Sans surprise, Abdelilah Benkirane, le Premier ministre marocain, a été réélu à la tête du parti islamiste Justice et Développement (PJD), dimanche à l’issu du 7e congrès du parti à Rabat. Ce dernier a recueilli 2 240 voix soit 85,11% du scrutin, face à son adversaire Saad-Edddine El Othmani, actuel ministre des Affaires étrangères (13,15%). Benkirane est donc reconduit au poste de secrétaire général du parti pour un mandat de quatre ans. Les deux autres concurrents, Aziz Rabbah, ministre de l’Équipement et du transport (PJD), et Mustafa Ramid, ministre de la Justice et des libertés (PJD), s’étaient retirés de la course après la première phase de l’élection. Saad-Eddine El Othmani, qui a finalement été élu président du Conseil national du parti, fonction qu’il occupe d’ailleurs depuis 2008, s’est vue félicité par le patron pour avoir eu « le courage » de ne pas se désister à l’instar de ses deux acolytes, Rabbah et Ramid. Le rassemblement a réuni près de 3 300 congressistes, dont 550 femmes.

Les félicitations du roi

Dans son discours, Abdelilah Benkirane a promis « de ne pas changer ». « Vous ne serez pas déçus. Nous voulons le bien pour notre pays, notre peuple et notre roi. Dieu verra nos intentions et couronnera nos actions de succès. Il n’y a de victoire que de la part de Dieu », a ajouté le Premier ministre.

Ce 7e congrès était le premier depuis la victoire des islamistes aux dernières législatives anticipées, en novembre 2011. Le roi Mohammed VI a adressé un message de félicitations à son Premier ministre. Le « commandeur des croyants » a affirmé que le renouvellement de la confiance en la personne de M. Benkirane reflète « la considération dont il jouit auprès des militantes et militants du parti, compte tenu de son parcours militant distingué et des qualités de patriotisme sincère et d’abnégation dans la défense des principes du parti, ainsi que de sa volonté de renforcer la présence effective de ce parti sur la scène politique et partisane nationale ».

Les abonnés absents

Le complexe sportif Moulay Abdellah à Rabat affichait salle comble ce week-end. Toutefois, certaines absences ne sont pas pour autant passées inaperçues. A commencer par l’absence de certains ministres du gouvernement Benkirane, à l’instar de Lahcen Haddad, ministre du Tourisme (Mouvement Populaire), Mohamed Ouzzine, ministre de la Jeunesse et des sports (MP) et Aziz Akhannouch, ministre de l’Agriculture et de la pêche maritime (Rassemblement national des indépendants). Le président de la Chambre des représentants, Karim Ghellab, connu pour son opposition à la ligne politique du PJD, a, lui aussi boudé le congrès.

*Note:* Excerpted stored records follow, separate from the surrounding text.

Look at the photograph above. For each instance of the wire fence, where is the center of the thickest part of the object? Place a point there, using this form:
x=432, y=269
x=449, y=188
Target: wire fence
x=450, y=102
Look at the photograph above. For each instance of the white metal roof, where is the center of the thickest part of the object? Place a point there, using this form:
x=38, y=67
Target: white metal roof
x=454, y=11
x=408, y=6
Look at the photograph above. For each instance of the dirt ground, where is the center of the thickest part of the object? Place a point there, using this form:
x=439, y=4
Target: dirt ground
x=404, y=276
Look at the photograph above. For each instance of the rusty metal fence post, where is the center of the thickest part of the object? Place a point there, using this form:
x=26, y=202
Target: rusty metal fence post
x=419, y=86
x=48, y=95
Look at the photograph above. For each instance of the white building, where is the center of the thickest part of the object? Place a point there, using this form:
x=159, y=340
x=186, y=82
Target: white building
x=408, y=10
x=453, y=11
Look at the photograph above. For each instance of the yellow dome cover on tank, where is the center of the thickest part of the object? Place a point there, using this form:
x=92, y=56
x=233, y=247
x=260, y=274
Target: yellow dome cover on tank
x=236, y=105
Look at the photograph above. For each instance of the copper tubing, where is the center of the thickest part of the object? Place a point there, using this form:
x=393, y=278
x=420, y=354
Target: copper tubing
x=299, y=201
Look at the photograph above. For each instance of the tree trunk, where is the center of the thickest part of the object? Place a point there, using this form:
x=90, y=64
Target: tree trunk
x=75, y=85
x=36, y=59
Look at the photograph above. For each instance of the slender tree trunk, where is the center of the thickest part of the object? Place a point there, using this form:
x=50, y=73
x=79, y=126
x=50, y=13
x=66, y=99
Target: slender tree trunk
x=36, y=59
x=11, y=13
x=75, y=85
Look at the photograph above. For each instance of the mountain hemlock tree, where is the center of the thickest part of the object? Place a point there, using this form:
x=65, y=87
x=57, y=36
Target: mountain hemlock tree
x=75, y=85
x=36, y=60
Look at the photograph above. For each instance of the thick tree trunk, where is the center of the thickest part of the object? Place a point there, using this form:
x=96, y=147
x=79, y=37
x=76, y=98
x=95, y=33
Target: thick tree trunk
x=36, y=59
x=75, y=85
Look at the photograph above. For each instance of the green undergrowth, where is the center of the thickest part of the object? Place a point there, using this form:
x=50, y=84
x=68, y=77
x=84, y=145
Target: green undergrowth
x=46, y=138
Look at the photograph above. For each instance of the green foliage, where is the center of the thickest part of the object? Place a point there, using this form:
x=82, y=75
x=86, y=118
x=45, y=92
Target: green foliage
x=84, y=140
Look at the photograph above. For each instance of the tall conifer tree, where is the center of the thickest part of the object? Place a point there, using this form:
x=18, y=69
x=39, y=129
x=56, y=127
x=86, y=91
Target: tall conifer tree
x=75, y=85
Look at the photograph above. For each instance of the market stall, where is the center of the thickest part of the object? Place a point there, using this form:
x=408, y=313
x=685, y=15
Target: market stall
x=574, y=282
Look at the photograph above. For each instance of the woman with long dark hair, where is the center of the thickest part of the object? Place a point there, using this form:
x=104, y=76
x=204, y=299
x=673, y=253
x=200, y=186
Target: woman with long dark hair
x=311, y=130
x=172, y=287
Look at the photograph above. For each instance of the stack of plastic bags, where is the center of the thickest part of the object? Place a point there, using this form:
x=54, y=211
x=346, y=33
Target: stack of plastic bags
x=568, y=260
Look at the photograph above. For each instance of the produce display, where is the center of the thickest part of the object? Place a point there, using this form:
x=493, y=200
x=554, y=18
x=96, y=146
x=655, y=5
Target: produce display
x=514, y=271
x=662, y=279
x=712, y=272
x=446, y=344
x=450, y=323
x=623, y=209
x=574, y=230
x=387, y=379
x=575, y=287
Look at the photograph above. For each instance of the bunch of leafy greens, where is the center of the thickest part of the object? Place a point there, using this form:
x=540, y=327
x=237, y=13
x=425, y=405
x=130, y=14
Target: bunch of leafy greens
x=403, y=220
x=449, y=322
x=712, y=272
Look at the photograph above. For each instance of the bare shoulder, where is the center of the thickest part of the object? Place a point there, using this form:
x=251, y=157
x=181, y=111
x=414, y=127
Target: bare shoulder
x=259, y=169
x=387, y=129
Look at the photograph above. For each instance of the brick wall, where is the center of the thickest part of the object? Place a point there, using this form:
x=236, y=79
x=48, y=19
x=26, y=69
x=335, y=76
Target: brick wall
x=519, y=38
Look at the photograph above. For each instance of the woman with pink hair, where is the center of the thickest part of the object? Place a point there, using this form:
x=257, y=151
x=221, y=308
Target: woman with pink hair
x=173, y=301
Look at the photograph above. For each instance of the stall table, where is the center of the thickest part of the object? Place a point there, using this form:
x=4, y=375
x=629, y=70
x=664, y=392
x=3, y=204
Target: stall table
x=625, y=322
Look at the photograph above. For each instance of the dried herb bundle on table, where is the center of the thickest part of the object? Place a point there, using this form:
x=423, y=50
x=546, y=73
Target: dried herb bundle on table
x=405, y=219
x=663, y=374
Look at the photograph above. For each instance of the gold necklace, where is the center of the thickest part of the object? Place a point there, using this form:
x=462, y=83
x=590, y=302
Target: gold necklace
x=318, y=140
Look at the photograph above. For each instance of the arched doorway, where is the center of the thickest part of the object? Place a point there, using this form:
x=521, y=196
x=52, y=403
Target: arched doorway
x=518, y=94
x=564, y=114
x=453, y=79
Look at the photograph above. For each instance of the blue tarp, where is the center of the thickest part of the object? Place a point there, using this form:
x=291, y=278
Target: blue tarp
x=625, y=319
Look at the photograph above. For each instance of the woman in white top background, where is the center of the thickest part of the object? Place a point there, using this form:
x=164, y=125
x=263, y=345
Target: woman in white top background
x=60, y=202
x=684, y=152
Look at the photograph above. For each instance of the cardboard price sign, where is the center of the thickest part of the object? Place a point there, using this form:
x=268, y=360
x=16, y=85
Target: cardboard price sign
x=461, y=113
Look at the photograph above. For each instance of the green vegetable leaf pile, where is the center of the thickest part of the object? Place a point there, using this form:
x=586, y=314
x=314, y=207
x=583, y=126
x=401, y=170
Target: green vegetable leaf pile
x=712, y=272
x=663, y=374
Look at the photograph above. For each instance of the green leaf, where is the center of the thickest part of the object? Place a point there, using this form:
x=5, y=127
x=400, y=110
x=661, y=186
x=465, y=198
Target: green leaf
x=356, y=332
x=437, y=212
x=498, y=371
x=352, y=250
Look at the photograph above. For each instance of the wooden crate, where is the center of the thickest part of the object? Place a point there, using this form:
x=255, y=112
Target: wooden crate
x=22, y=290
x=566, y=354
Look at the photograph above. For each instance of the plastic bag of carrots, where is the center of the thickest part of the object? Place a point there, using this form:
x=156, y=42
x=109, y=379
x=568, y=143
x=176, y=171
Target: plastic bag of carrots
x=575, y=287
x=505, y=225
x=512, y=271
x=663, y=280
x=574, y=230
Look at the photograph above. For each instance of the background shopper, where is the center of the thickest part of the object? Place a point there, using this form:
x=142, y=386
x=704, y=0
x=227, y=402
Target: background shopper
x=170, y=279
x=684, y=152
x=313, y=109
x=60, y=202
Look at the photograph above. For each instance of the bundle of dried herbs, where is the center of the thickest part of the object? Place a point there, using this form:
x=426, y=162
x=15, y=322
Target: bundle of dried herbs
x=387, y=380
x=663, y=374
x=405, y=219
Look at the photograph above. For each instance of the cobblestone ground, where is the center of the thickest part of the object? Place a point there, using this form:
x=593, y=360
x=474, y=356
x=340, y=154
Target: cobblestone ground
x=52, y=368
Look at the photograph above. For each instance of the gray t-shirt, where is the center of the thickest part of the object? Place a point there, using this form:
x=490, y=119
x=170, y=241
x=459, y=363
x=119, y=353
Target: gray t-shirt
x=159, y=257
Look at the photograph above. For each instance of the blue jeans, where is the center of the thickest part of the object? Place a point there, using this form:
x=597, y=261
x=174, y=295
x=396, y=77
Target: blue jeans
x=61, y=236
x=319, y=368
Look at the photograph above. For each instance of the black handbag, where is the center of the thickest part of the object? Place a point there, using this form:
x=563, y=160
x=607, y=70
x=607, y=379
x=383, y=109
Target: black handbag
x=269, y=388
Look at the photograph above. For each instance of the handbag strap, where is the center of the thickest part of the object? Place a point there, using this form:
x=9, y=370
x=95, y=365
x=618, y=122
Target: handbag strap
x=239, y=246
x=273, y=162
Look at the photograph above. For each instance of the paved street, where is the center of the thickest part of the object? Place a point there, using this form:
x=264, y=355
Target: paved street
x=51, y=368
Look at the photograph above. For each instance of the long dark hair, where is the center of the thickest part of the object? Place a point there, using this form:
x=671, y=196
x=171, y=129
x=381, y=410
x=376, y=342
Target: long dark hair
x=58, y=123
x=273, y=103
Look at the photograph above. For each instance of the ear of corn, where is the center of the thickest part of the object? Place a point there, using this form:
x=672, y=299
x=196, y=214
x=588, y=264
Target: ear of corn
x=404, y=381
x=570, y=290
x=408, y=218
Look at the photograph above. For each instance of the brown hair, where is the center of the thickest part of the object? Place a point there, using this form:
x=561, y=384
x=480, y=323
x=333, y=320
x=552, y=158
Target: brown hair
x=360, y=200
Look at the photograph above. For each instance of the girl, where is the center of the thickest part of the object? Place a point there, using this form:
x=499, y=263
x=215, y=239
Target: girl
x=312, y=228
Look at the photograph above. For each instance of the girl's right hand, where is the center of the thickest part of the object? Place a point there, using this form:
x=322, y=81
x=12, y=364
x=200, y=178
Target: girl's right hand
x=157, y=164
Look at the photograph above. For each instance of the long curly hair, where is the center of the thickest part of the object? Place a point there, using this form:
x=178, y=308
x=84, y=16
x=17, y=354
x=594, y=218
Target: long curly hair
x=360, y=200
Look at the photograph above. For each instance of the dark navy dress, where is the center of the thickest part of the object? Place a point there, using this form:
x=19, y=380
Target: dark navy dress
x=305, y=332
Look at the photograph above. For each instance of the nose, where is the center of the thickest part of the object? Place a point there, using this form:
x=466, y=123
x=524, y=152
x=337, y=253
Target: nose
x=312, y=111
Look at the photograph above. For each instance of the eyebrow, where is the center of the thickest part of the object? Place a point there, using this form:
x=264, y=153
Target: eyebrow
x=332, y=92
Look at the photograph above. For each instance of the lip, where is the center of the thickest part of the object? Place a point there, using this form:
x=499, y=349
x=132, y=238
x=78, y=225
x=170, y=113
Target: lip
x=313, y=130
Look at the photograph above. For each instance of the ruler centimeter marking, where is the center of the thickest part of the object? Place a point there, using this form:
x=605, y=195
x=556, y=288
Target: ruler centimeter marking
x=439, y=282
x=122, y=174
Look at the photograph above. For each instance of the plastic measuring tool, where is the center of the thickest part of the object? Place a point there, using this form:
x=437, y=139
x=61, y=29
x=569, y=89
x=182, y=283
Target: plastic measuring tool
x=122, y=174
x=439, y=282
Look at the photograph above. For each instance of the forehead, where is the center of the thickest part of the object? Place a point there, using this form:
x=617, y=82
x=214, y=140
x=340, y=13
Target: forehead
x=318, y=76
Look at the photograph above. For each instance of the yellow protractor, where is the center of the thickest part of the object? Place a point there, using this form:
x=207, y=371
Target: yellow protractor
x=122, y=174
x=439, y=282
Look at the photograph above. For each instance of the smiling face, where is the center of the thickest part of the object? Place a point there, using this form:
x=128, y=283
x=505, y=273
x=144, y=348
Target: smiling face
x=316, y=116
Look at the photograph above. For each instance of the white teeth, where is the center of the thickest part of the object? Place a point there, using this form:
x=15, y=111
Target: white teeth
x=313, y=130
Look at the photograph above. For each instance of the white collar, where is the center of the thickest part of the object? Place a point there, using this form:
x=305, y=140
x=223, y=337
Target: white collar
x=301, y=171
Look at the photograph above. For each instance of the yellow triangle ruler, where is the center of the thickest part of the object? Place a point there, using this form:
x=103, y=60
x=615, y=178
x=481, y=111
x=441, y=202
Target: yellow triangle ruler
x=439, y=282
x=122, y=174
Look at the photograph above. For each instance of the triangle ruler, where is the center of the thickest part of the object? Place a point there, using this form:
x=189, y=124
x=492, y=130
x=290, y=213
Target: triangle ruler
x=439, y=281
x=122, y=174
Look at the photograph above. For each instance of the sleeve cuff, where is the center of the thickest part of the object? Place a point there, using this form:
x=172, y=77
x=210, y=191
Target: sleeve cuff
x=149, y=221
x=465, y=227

Côté Tunisie, Ennahda tenait son 9e congrès, d’où son absence au congrès du PJD. La délégation du parti socialiste français a laissé sa chaise vide. Selon les organisateurs, l’absence socialiste s’explique par une confusion lors de l’envoi des invitations, mais, en fait, l’équipe de François Hollande a tout simplement décliné l’invitation. En revanche, le Partido Popular (PP) de Mariano Rajoy, au pouvoir en Espagne, s’est contenté d’envoyer un député.